Namun, dari hasil liputan pertama itu, ia sempat pesimis dan ragu. Menurutnya menjadi wartawan itu butuh mental baja dan konsistensi untuk menjalani liputan di lapangan.
Ragu, bimbang, dan gelisah sempat menghantui pikirannya. Namun hal itu tidak menyurutkan semangatnya untuk menyerah menjadi seorang pemburu berita.
Berbekal orang pergerakan dan aktivis perempuan, ia ingin membuktikan bahwa perempuan tidak melulu soal lipstik dan make up belaka. Namun perempuan juga bisa mengerjakan pekerjaan lelaki. Hal ini dibuktikannya dengan mencoba menjadi jurnalis di Lombok Timur yang mana mayoritas teman-teman wartawannya adalah laki-laki.
Kini, perempuan yang mudah bergaul dengan siapa saja ini malah mendapat banyak tawaran dari beberapa media, meski belum genap setahun menggeluti dunia jurnalistik.

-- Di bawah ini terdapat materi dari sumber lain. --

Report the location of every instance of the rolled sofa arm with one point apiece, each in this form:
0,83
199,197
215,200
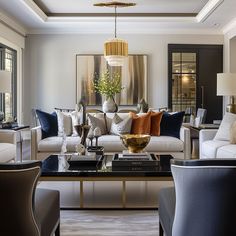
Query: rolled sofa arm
185,137
36,136
204,135
8,136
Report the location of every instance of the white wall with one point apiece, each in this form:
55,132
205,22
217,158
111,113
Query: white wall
50,65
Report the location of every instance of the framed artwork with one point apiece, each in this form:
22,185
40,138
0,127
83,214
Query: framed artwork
133,79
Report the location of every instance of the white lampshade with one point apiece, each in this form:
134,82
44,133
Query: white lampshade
5,81
226,84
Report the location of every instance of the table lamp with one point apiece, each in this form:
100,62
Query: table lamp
226,86
5,85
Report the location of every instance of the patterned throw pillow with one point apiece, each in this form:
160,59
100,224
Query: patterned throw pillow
141,124
75,117
120,126
155,123
98,121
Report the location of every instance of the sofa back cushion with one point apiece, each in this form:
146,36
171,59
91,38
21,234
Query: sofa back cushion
223,132
98,120
109,117
171,123
121,126
64,123
141,124
48,123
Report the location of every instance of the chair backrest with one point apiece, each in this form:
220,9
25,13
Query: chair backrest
202,114
205,197
17,184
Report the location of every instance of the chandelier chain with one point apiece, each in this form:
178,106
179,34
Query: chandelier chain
115,19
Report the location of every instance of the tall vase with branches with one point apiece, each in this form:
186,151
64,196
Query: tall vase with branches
108,84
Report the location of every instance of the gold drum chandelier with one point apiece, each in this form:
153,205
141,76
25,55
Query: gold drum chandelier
115,50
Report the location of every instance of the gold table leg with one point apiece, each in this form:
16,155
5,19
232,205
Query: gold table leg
123,194
81,194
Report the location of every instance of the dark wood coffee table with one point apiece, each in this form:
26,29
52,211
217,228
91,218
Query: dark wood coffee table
55,168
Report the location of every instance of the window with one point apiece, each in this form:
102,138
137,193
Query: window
183,74
8,101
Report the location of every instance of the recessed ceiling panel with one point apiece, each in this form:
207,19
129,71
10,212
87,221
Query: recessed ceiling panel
143,6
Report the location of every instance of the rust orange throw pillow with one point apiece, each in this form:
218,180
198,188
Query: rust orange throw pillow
155,123
141,124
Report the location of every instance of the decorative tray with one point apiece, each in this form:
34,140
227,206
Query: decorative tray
82,162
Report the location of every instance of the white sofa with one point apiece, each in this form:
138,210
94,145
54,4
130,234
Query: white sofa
7,145
211,148
219,143
42,148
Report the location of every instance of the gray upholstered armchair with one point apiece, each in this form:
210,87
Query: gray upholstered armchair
203,200
25,210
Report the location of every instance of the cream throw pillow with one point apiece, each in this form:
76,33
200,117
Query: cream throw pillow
223,132
98,120
120,126
233,133
64,123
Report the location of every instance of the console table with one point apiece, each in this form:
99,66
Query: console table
53,170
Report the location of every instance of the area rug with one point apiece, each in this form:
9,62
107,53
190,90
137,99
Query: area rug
109,223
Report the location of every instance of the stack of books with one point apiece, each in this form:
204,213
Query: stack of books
135,162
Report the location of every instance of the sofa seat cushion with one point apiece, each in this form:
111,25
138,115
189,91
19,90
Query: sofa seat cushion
7,152
210,147
112,143
227,151
165,144
53,144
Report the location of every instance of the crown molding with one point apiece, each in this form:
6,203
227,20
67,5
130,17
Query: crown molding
146,31
231,25
34,8
83,20
208,9
11,24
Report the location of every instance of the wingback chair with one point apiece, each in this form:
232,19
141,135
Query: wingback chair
25,210
202,201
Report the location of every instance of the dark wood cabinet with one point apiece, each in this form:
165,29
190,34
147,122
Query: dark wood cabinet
192,71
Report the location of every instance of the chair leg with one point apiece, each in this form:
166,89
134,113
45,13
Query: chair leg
57,232
161,231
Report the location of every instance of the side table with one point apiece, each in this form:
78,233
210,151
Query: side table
194,131
19,138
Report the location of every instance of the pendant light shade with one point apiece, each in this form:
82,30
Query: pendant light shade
115,50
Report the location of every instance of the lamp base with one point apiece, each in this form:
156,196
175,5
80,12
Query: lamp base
231,108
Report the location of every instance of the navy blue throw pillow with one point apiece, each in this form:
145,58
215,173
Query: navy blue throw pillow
48,123
171,123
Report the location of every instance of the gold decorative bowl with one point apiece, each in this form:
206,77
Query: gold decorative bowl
135,142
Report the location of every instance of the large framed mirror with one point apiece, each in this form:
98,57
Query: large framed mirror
134,79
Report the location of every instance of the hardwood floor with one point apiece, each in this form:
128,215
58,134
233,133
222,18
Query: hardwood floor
109,223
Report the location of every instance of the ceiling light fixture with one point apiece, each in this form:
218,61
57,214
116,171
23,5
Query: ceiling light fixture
115,50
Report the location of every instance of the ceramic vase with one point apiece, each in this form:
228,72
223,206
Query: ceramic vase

Tak jarang dalam setiap liputannya, hanya dialah perempuan di tengah-tengah mayoritas wartawan laki-laki di sekelilingnya.
Namun hal itu tidak membuat semangatnya mundur, malah semakin tertantang dan terus ingin membuktikan bahwa perempuan tak selalu dicitrakan dengan urusan dapur dan make up. (wan)
Wanita hebat… Maju dan terus lah berkarya…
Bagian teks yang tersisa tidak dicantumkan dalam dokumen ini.